Hi Michele, I've just checked out the Crane Mountain website - it looks ideal. Not sure if they would post to the UK though - may be I'll drop them an e-mail. Thanks for the tip :-)

Perpetual Beginner said...

Being the height of the average US male has been a big help to me in terms of learning technique without having to modify much. You are fortunate in your sensei, though. I have found that the majority of really big, strong men underestimate how much they're using their size and strength to make their techniques work. My sensei is actually shorter than I am, but our other black belt is 6'2", and my husband (blue belt) is 6'6" - both get bewildered when something is easy for them and tough for the rest of us.

Sue C said...

Hi Cindy, I expect being very tall or heavy brings its own problems as well. I've noticed larger people aren't so keen on being thrown. I've heard of one or two large people breaking ribs after being thrown. 'The bigger you are, the harder you fall' I suppose!

Felicia said...

Your post made me smile, Sue - because I usually have the opposite problem because I'm tall (6'2") and light (150 lbs soaking wet) with a narrow waist and broad shoulders. The debate after class last night was about what size to order my new heavy-weight gi in, as a 5 fits my shoulders and has enough length for my arms and legs but is too big (it gaps across the chest second I move my arms - and I wear a gi-colored Lycra tank underneath just to counter this problem, but still). A size 4 is too short for both my arms and legs (I look like Steve Urkle or Pee-Wee Herman!). Ughh - Is it too much to ask for some manufacturer to make a 4.5 or a gi top that is narrower in the waist for FEMALE martial artists?!? Gheesh...

I hear you about the tonfa and bokken, but did you can order 4'2", 5' or even 5.5' bo staffs? My son has now gone through several sizes since he started at age 10 (5' bo) and is now 16 and almost my size (a 6' at last!!). Check out this page at Sakura Martial Arts: http://www.sakuramartialarts.com/Martial_Arts_Weapons_Bo_Staff_Straight_Hardwood_p/wea-4000-a1.htm

But I'm happy to hear your sensei helped you modify your techniques so they'd work better for you! Mine has done similar for me when we drill take-downs from ippon kumite techniques -especially when my uke is a 6'2" DUDE who outweighs me by 50 lbs. In a strength to strength battle with someone the same height, especially when that someone simply has more muscle mass (and I lift regularly, just don't have the testosterone reserves my male training partners have, LOL), chances are we're gonna get our heads handed to us no matter how solid the technique is. I love, love, love when instructors see that and help us to adjust accordingly...

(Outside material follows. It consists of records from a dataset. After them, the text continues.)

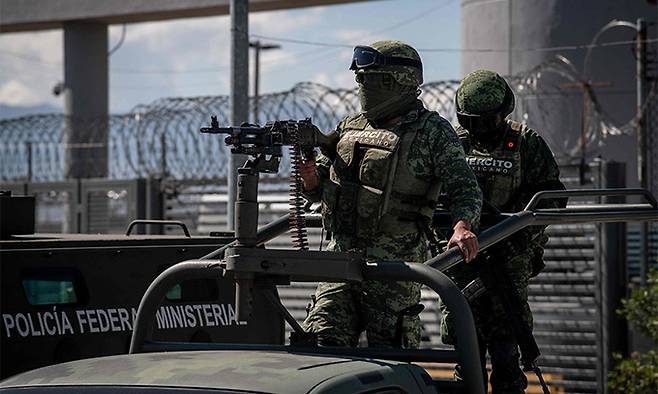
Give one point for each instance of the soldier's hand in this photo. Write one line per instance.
(309, 174)
(465, 240)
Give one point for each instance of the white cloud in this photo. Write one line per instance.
(16, 93)
(30, 65)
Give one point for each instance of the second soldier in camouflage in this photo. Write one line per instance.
(512, 162)
(378, 190)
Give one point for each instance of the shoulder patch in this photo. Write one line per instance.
(354, 121)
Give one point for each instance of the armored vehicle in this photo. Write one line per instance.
(65, 297)
(158, 364)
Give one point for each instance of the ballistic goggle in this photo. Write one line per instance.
(365, 57)
(478, 124)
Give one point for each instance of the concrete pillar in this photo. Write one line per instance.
(86, 99)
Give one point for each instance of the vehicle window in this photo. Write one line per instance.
(194, 290)
(387, 390)
(53, 287)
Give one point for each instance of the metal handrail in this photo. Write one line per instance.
(573, 214)
(551, 194)
(160, 222)
(429, 274)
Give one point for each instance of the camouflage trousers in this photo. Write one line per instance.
(494, 333)
(342, 311)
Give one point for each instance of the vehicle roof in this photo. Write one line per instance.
(46, 240)
(260, 371)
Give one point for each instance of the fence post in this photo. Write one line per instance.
(29, 161)
(612, 279)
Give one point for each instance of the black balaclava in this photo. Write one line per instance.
(382, 97)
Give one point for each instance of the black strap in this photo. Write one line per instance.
(402, 61)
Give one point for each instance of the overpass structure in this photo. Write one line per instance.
(85, 26)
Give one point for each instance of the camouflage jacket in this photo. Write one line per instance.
(435, 153)
(537, 171)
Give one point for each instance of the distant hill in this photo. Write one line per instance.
(8, 111)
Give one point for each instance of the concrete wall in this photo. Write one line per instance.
(521, 24)
(25, 15)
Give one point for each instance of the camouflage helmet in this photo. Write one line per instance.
(403, 74)
(484, 92)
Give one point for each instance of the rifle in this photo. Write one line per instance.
(496, 280)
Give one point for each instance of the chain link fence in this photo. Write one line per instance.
(162, 139)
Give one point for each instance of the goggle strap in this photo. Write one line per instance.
(402, 61)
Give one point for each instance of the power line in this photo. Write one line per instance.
(540, 49)
(120, 70)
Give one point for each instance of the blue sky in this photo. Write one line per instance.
(190, 57)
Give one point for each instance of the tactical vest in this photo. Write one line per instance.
(371, 188)
(499, 171)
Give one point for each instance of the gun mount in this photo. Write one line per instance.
(254, 268)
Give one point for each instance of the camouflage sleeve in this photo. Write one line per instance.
(456, 177)
(540, 172)
(323, 164)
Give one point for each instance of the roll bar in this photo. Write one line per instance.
(241, 261)
(531, 216)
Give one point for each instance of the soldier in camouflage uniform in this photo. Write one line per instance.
(512, 162)
(378, 190)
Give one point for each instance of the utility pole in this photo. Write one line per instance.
(239, 99)
(258, 46)
(642, 130)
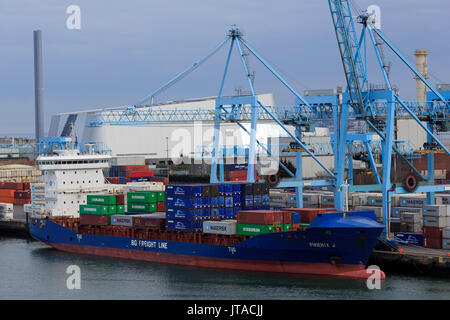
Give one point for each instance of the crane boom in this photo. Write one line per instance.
(349, 48)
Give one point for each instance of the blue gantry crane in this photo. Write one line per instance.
(376, 108)
(362, 100)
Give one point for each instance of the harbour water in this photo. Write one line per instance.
(32, 270)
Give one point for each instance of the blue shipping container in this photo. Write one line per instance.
(173, 213)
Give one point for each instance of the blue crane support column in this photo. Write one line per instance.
(38, 86)
(387, 161)
(299, 172)
(341, 125)
(430, 167)
(254, 106)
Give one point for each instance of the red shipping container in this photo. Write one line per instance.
(135, 168)
(164, 180)
(308, 214)
(7, 193)
(161, 206)
(141, 174)
(94, 219)
(263, 217)
(432, 232)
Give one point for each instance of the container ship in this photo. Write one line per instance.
(224, 226)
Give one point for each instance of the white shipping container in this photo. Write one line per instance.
(220, 227)
(411, 217)
(416, 201)
(439, 210)
(37, 187)
(446, 243)
(437, 222)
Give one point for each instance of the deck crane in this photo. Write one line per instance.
(361, 99)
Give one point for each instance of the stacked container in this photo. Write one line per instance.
(305, 216)
(446, 238)
(6, 211)
(37, 198)
(436, 218)
(187, 206)
(143, 201)
(99, 208)
(251, 223)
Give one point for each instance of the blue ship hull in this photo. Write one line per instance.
(337, 244)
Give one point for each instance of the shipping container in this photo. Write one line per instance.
(99, 199)
(149, 221)
(94, 209)
(188, 191)
(412, 238)
(307, 215)
(413, 201)
(94, 219)
(142, 207)
(260, 217)
(228, 227)
(122, 220)
(142, 197)
(436, 210)
(446, 233)
(438, 222)
(187, 203)
(141, 174)
(253, 229)
(190, 214)
(184, 225)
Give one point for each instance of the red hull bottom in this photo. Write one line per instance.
(350, 271)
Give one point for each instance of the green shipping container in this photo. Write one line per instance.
(94, 209)
(112, 209)
(160, 196)
(253, 229)
(105, 200)
(141, 197)
(142, 207)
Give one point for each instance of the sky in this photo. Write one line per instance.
(126, 49)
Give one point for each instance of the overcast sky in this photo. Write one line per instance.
(126, 49)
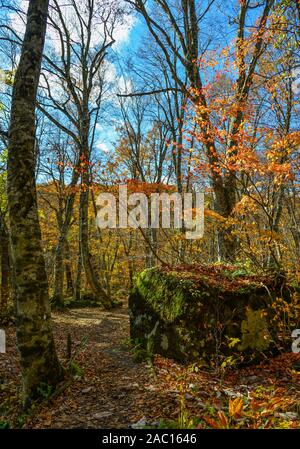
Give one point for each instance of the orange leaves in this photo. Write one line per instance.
(221, 423)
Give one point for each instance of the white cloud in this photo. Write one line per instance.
(102, 147)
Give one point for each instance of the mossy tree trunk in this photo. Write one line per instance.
(40, 365)
(5, 264)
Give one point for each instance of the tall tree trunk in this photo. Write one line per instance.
(68, 271)
(5, 265)
(39, 362)
(59, 257)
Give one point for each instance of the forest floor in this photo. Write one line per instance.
(111, 390)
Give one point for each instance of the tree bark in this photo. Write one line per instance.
(39, 362)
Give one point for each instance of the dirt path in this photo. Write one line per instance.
(111, 390)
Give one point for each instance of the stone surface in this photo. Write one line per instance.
(187, 314)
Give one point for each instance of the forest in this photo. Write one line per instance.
(149, 214)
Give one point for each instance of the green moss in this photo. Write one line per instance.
(254, 331)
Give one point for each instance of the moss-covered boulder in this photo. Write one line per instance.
(199, 311)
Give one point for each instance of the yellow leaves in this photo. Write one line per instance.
(236, 407)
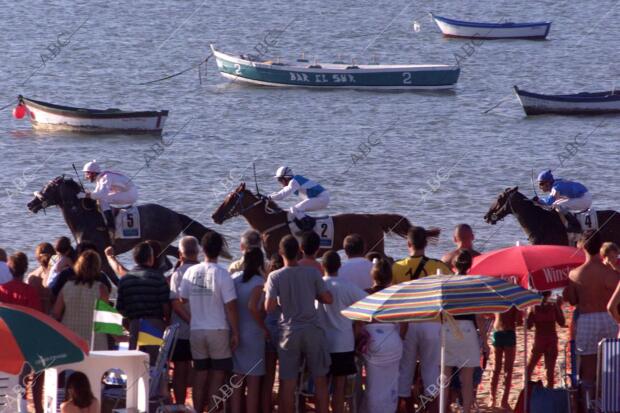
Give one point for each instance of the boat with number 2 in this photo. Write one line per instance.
(48, 116)
(251, 69)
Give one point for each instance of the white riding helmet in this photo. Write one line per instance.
(284, 172)
(92, 166)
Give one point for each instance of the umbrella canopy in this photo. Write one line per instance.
(30, 337)
(542, 267)
(426, 298)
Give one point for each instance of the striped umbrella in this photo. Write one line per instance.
(426, 298)
(31, 337)
(438, 296)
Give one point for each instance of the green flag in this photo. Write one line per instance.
(107, 319)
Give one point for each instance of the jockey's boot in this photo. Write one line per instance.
(109, 218)
(572, 222)
(306, 223)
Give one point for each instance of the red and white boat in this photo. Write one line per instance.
(48, 116)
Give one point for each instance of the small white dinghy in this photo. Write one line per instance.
(48, 116)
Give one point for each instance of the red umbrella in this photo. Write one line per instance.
(541, 267)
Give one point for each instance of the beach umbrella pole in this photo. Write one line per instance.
(526, 379)
(442, 376)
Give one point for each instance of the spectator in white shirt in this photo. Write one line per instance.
(189, 249)
(356, 269)
(5, 273)
(214, 322)
(338, 328)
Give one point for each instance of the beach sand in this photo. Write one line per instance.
(484, 390)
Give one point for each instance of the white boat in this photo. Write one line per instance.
(48, 116)
(503, 30)
(571, 104)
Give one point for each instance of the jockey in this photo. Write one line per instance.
(110, 188)
(565, 196)
(314, 196)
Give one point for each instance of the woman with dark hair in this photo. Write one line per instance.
(271, 350)
(383, 353)
(248, 358)
(75, 304)
(43, 254)
(38, 278)
(462, 354)
(79, 396)
(63, 259)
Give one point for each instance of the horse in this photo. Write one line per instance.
(272, 222)
(544, 226)
(86, 223)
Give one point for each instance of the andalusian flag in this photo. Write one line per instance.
(107, 319)
(149, 335)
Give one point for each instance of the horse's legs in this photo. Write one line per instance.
(377, 246)
(171, 251)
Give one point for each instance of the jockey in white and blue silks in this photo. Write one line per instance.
(563, 195)
(111, 188)
(314, 196)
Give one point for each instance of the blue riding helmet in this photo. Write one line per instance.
(546, 176)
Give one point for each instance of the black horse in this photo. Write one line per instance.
(544, 226)
(87, 225)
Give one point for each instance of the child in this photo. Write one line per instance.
(609, 254)
(80, 398)
(544, 318)
(504, 341)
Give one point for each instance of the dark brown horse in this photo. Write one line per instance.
(267, 218)
(544, 226)
(86, 222)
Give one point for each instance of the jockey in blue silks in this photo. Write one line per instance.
(315, 197)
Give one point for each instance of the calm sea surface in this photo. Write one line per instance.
(428, 141)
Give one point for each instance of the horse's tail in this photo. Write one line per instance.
(196, 229)
(400, 225)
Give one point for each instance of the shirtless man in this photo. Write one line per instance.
(590, 287)
(464, 240)
(505, 343)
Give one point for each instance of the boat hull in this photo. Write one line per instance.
(365, 77)
(490, 31)
(576, 104)
(48, 117)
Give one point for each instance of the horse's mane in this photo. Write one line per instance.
(271, 204)
(531, 202)
(69, 182)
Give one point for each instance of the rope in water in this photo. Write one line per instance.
(9, 105)
(182, 72)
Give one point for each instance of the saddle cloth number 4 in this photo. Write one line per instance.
(588, 219)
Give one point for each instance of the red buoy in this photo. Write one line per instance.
(19, 111)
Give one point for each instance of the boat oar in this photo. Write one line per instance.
(179, 73)
(78, 176)
(496, 105)
(255, 180)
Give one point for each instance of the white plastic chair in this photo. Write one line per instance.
(608, 376)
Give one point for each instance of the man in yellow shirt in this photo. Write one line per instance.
(421, 341)
(417, 265)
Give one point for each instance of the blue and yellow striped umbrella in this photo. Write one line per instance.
(426, 298)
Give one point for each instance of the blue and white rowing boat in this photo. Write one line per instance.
(253, 70)
(502, 30)
(574, 104)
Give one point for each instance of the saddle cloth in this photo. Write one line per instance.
(323, 226)
(127, 223)
(588, 219)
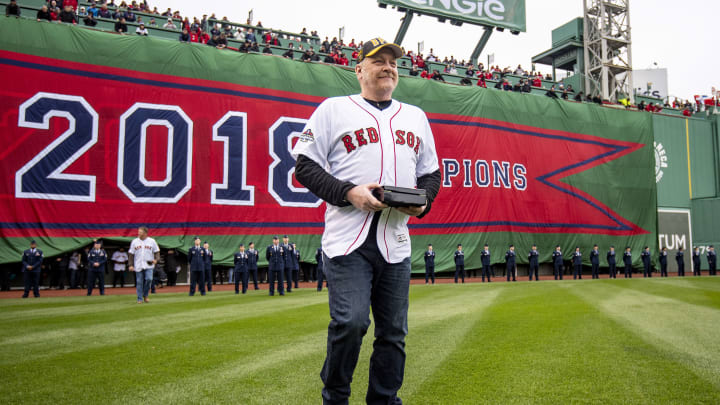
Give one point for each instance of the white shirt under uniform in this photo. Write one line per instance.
(356, 142)
(144, 252)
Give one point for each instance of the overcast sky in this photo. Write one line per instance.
(678, 35)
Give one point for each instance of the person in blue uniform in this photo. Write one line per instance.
(595, 262)
(276, 266)
(31, 266)
(533, 262)
(645, 257)
(196, 262)
(208, 265)
(712, 260)
(240, 273)
(510, 269)
(680, 260)
(252, 263)
(485, 259)
(288, 254)
(577, 263)
(97, 259)
(627, 260)
(696, 262)
(557, 263)
(430, 264)
(319, 271)
(296, 265)
(612, 263)
(459, 264)
(663, 262)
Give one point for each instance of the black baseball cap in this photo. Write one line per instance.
(374, 45)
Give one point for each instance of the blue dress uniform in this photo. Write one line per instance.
(680, 259)
(252, 265)
(296, 265)
(208, 268)
(696, 263)
(98, 256)
(288, 254)
(31, 266)
(627, 259)
(663, 263)
(459, 265)
(557, 264)
(577, 265)
(485, 259)
(240, 272)
(645, 257)
(196, 260)
(510, 264)
(595, 262)
(429, 266)
(320, 274)
(534, 265)
(276, 265)
(612, 264)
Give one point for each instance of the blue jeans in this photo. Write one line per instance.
(356, 283)
(143, 280)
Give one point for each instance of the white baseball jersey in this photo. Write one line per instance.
(144, 252)
(356, 142)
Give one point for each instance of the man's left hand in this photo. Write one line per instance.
(412, 211)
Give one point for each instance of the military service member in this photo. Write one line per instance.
(430, 264)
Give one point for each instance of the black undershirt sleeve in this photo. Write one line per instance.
(321, 183)
(431, 184)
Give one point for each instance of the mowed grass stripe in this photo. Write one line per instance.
(94, 332)
(679, 290)
(685, 332)
(541, 343)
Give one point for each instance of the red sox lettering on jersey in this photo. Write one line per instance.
(393, 147)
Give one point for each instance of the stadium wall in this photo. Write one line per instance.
(562, 173)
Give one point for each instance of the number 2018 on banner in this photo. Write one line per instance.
(43, 176)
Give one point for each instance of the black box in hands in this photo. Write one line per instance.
(401, 196)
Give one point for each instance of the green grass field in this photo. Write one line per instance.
(605, 341)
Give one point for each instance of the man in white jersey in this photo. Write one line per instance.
(144, 254)
(351, 146)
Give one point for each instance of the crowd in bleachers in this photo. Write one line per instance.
(309, 47)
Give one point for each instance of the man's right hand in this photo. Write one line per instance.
(361, 197)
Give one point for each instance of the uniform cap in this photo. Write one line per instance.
(374, 45)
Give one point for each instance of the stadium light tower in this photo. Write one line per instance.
(608, 49)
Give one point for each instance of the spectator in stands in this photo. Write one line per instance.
(68, 15)
(141, 30)
(120, 26)
(43, 14)
(104, 12)
(12, 9)
(551, 93)
(90, 20)
(185, 36)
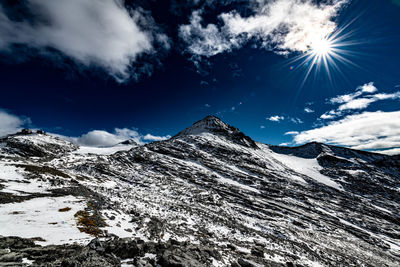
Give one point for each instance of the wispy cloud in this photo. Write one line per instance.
(101, 33)
(150, 137)
(276, 118)
(282, 26)
(10, 123)
(101, 138)
(292, 133)
(363, 96)
(368, 130)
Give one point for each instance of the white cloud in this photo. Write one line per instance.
(282, 26)
(150, 137)
(360, 99)
(296, 120)
(368, 130)
(276, 118)
(360, 103)
(292, 133)
(330, 115)
(203, 41)
(10, 123)
(102, 32)
(101, 138)
(368, 88)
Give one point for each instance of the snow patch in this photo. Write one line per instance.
(40, 217)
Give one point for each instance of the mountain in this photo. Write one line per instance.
(208, 196)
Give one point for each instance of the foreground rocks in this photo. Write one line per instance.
(16, 251)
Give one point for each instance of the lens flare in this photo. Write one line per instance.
(328, 54)
(321, 47)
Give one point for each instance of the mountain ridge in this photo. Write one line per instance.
(205, 197)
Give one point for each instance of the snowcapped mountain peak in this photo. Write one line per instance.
(208, 124)
(213, 125)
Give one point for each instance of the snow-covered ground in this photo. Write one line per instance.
(41, 217)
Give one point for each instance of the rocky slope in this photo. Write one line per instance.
(209, 196)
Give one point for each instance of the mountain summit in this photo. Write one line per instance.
(214, 125)
(209, 196)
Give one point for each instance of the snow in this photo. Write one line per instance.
(40, 217)
(307, 167)
(237, 184)
(17, 184)
(103, 150)
(27, 261)
(382, 209)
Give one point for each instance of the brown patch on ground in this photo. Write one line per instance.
(64, 209)
(89, 223)
(43, 170)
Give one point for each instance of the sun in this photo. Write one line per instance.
(321, 47)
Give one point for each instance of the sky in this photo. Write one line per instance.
(285, 72)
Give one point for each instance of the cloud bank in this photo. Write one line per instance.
(101, 138)
(364, 96)
(369, 131)
(92, 33)
(282, 26)
(10, 123)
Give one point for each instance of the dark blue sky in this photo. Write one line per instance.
(244, 86)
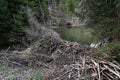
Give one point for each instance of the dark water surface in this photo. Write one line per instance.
(81, 35)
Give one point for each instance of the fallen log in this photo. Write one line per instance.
(65, 60)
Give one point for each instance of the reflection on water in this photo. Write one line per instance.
(82, 35)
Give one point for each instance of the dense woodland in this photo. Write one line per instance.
(102, 15)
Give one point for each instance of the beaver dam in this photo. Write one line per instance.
(49, 57)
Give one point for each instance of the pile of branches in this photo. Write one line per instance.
(65, 60)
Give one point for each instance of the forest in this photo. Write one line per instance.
(59, 39)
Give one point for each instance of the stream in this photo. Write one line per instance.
(81, 35)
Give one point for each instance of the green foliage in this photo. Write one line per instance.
(113, 49)
(68, 6)
(12, 19)
(104, 14)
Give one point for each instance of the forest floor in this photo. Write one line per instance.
(48, 57)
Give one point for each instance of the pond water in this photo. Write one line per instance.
(81, 35)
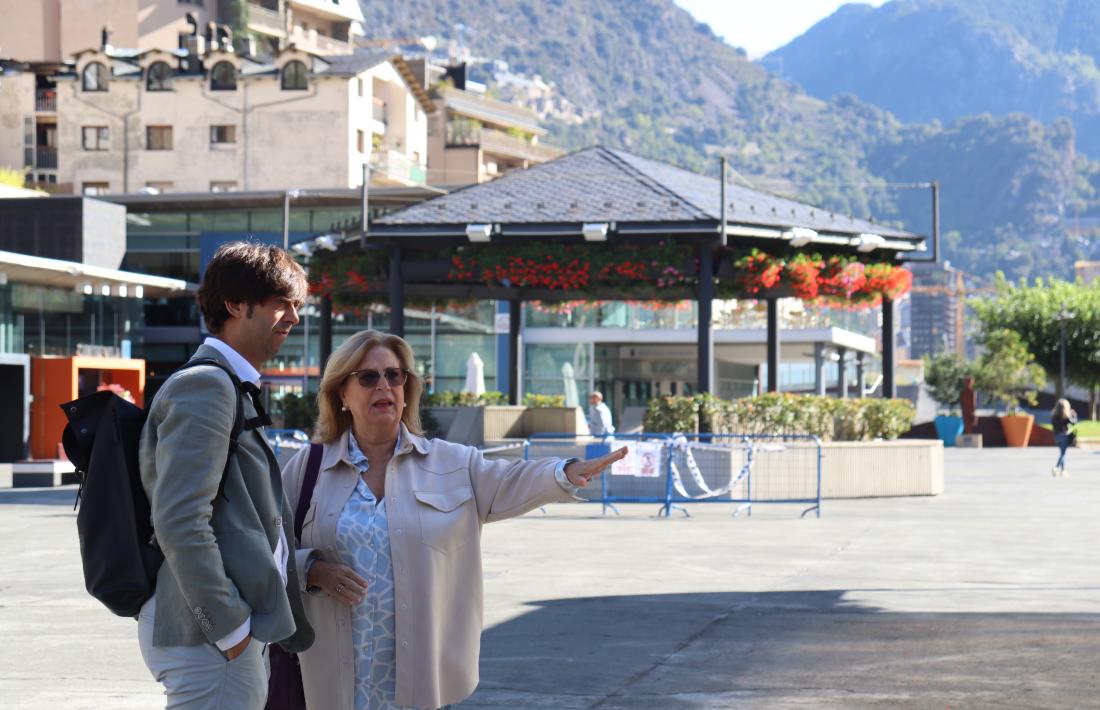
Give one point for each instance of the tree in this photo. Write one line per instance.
(1033, 313)
(944, 375)
(1007, 371)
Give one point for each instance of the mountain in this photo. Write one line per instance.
(927, 59)
(657, 83)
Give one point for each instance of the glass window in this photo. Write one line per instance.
(222, 134)
(294, 76)
(223, 77)
(95, 138)
(158, 77)
(94, 77)
(157, 138)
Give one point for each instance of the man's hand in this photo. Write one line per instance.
(239, 648)
(337, 580)
(580, 472)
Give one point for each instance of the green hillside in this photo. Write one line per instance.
(926, 59)
(657, 83)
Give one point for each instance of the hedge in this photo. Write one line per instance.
(782, 414)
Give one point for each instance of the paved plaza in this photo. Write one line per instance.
(985, 597)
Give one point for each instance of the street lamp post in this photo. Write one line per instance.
(1063, 317)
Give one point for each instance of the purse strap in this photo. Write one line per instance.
(312, 468)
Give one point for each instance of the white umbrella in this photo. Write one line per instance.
(475, 374)
(569, 380)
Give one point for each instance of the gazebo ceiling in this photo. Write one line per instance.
(601, 194)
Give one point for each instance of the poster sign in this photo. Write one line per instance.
(642, 460)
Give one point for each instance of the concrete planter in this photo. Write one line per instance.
(554, 421)
(1016, 428)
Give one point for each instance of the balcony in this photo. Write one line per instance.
(45, 100)
(463, 132)
(265, 21)
(396, 168)
(45, 157)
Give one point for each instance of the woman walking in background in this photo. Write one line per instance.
(1062, 418)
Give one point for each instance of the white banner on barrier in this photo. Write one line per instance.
(642, 460)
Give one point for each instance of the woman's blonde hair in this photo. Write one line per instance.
(332, 422)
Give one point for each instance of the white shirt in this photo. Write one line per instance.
(248, 373)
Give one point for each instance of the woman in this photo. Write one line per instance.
(1062, 418)
(392, 538)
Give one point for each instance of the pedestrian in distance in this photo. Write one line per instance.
(600, 415)
(1063, 419)
(229, 585)
(391, 539)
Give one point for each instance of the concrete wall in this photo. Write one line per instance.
(17, 102)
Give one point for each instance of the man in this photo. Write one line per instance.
(600, 416)
(228, 586)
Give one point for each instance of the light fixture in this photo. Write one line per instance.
(800, 236)
(867, 242)
(594, 231)
(479, 232)
(328, 242)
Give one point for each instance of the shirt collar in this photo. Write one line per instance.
(243, 369)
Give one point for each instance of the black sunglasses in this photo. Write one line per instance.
(395, 377)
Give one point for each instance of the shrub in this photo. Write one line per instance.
(782, 414)
(463, 399)
(543, 400)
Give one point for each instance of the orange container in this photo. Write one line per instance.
(55, 381)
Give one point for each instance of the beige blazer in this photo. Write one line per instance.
(438, 497)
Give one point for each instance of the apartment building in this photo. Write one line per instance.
(323, 26)
(129, 120)
(473, 138)
(51, 31)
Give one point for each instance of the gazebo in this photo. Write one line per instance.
(603, 224)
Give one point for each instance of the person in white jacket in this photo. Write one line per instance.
(391, 541)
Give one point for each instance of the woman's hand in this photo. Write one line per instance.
(337, 580)
(580, 472)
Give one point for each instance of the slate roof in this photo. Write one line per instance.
(604, 185)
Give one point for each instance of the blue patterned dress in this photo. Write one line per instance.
(363, 544)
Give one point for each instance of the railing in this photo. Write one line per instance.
(45, 157)
(45, 100)
(499, 142)
(465, 132)
(378, 110)
(394, 165)
(265, 20)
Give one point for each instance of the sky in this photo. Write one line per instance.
(761, 26)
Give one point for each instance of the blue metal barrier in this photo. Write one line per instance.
(792, 478)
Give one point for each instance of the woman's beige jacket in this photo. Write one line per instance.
(438, 497)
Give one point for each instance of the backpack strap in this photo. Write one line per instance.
(308, 482)
(234, 434)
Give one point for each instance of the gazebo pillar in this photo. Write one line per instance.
(325, 335)
(860, 374)
(889, 341)
(705, 341)
(820, 369)
(842, 373)
(772, 343)
(515, 308)
(396, 293)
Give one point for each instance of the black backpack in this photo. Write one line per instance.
(118, 547)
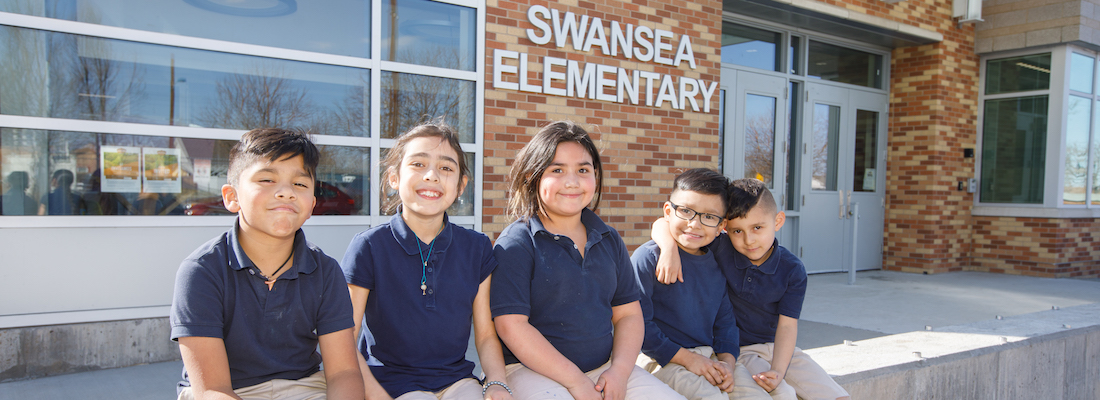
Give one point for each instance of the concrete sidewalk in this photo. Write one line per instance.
(880, 303)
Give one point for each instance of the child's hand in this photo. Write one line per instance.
(769, 380)
(497, 392)
(584, 390)
(612, 386)
(668, 264)
(727, 376)
(704, 367)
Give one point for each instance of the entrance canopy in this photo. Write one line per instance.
(834, 20)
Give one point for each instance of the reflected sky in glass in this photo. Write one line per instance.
(332, 26)
(429, 33)
(116, 80)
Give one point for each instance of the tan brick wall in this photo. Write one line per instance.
(642, 147)
(933, 118)
(1048, 247)
(933, 110)
(1012, 24)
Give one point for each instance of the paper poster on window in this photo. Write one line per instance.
(201, 174)
(119, 169)
(161, 169)
(869, 179)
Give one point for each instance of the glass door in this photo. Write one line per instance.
(843, 164)
(756, 139)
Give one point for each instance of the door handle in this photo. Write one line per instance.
(839, 211)
(850, 212)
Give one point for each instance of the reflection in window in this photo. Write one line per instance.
(429, 33)
(749, 46)
(824, 145)
(339, 28)
(795, 56)
(1080, 73)
(54, 173)
(57, 75)
(408, 100)
(1018, 74)
(844, 65)
(1013, 150)
(866, 153)
(462, 206)
(1096, 156)
(760, 137)
(1077, 151)
(793, 135)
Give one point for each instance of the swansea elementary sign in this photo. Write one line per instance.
(596, 81)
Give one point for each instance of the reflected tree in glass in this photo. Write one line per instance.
(1077, 151)
(824, 146)
(263, 97)
(408, 100)
(88, 82)
(759, 137)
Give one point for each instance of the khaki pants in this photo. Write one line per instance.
(468, 389)
(805, 377)
(308, 388)
(695, 387)
(528, 385)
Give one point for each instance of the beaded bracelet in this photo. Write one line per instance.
(488, 384)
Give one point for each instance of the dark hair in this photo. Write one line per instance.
(64, 178)
(272, 144)
(392, 163)
(706, 181)
(536, 156)
(747, 193)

Great post, Sue! Thanks for sharing it :-)

Sue C said...

Hi Felicia, I know where you're coming from with that height to width ratios with gis! A size 4 fits me on length but would nearly wrap round me twice on width. A 3 is better on the width but the sleeves and legs are on the short side. Fortunately I prefer the shorter sleeve and leg length so it's not a problem but I don't think the gi was deliberately designed like that!

I didn't realise until recently that a bo could be shorter than 6 feet. I assumed that if it was shorter it was called something else and was a different weapon! I know better now. I may consider buying a 5ft 5in bo if I can source one in the UK.

Thanks for your comments. Here's to enlightened instructors everywhere!

Frank said...

Hahaha... I had the opposite problem, when I lived in Japan. I'm pretty standard at 5'10," but all of the doorways, countertops, sinks, tables, chairs, beds, and everything else you can imagine, seemed to have been made for someone about five inches shorter. It made for a lot of comical situations, and I felt like Gulliver among the Liliputians, but it also made for a lot of back pain, head pain when I'd smack my head on stuff, and I felt like I walked around with my shoulders hunched, all the time.

Sue C said...

Hi Frank, perhaps I should go to Japan - sounds like a world made for me! Thanks for sharing.

Michael said...

I agree to that your very fortunate with a sensei that guides you well.
Keep it up,not much of a big guy myself.

Sue C said...

Hello again Michael, thanks for reading my blog and commenting.